The paintings are on loan from the National Gallery of Ireland and are part of a gift of some 90 works, mainly of the Barbizon School, presented by Beatty to the Irish Nation in 1950 shortly after his move from London to Ireland. He offered the pictures as a gesture of his appreciation to the Taoiseach of the day, John A. Costello, for his support and assistance to Beatty in making the move from London. Costello described the gift as one of the most magnificent benefactions ever made to Ireland.
For the first time, these pictures have been re-united with Beattys extraordinary collection of illuminated manuscripts and books, today housed in the Library in Dublin Castle.
The exhibition is an opportunity to reflect on the unparalleled generosity of one man to the Irish nation. While Beatty is readily associated with the great treasures in the Chester Beatty Library, it is perhaps less well known that he was also one of the most generous benefactors of the National Gallery.
Beatty concentrated on purchases of Barbizon School painters (like Corot, Jacque and Millet) and their Realist contemporaries (such as Breton). Unsurprisingly, he was also attracted to the work of Orientalist painters such as Gérôme, Fromentin and Berchère.
The exhibition shows a variety of genres and styles, and includes masterpieces such as Bretons The Gleaners, Meissoniers Group of Cavalry in the Snow and Country scene by Millet. A selection of Orientalist paintings on display includes Gérômes Gulf of Aqaba and Fromentins Falcon Hunt.
In 1935, Alfred Chester Beatty built a picture gallery in his London residence Baroda House. Here, he displayed his antique furniture and his growing collection of nineteenth-century paintings. With the outbreak of World War II, the collection was packed up and shipped to New York for safe storage, although Beatty brought some paintings with him to the apartment he occupied while his home became a military hospital. The gallery was never reassembled after the War.
The exhibition and accompanying catalogue written by Fionnuala Croke, Director of the Chester Beatty Library and previously Keeper & Head of Collections at the National Gallery, provide a historical snapshot of how Beatty assembled his collection of paintings unhindered by financial or bureaucratic constraints. For the first time it has been possible to place the paintings in context through the archival material in the Library, and from other sources. The result is a fascinating insight into how he specifically acquired his paintings and how he displayed them in his London home.
Fionnuala Croke said: Many people will not be aware that in addition to the Librarys collection of manuscripts, prints and printed books, Beatty made a generous and substantial gift to the National Gallery. This exhibition is an opportunity to appreciate the diversity of the collecting activities of one man ranging from Egyptian papyrus texts to French landscape paintings.
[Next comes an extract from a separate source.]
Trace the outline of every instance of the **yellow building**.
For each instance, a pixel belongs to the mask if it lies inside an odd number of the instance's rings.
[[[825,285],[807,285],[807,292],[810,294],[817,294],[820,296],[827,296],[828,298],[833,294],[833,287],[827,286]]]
It is also an opportunity for our two national cultural institutions to collaborate and to pay tribute to Chester Beatty.
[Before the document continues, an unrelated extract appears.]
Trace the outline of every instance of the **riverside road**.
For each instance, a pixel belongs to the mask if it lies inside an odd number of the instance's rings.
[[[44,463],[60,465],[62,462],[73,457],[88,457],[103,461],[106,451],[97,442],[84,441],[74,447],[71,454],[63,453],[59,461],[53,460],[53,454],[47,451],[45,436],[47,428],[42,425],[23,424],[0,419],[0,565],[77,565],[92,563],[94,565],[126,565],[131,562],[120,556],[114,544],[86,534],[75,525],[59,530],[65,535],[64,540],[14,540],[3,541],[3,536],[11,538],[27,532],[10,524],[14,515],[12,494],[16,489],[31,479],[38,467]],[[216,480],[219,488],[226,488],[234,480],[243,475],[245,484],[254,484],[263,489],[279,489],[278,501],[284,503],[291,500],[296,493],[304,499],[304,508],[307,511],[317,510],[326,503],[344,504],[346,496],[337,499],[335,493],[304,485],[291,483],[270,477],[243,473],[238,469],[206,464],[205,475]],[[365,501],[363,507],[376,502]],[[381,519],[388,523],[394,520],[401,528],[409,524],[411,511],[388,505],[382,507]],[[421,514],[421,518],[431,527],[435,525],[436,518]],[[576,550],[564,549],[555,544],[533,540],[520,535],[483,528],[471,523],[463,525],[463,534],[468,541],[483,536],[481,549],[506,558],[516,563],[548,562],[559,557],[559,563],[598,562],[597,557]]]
Sean Rainbird, Director of the National Gallery of Ireland said: This exhibition in the Chester Beatty Library is a welcome opportunity for visitors to see some of the finest nineteenth-century French paintings from the National Gallery of Ireland. We hope the public will enjoy access to these treasured artworks, which were gifted in 1950 by one of Irelands most generous benefactors, Sir Alfred Chester Beatty.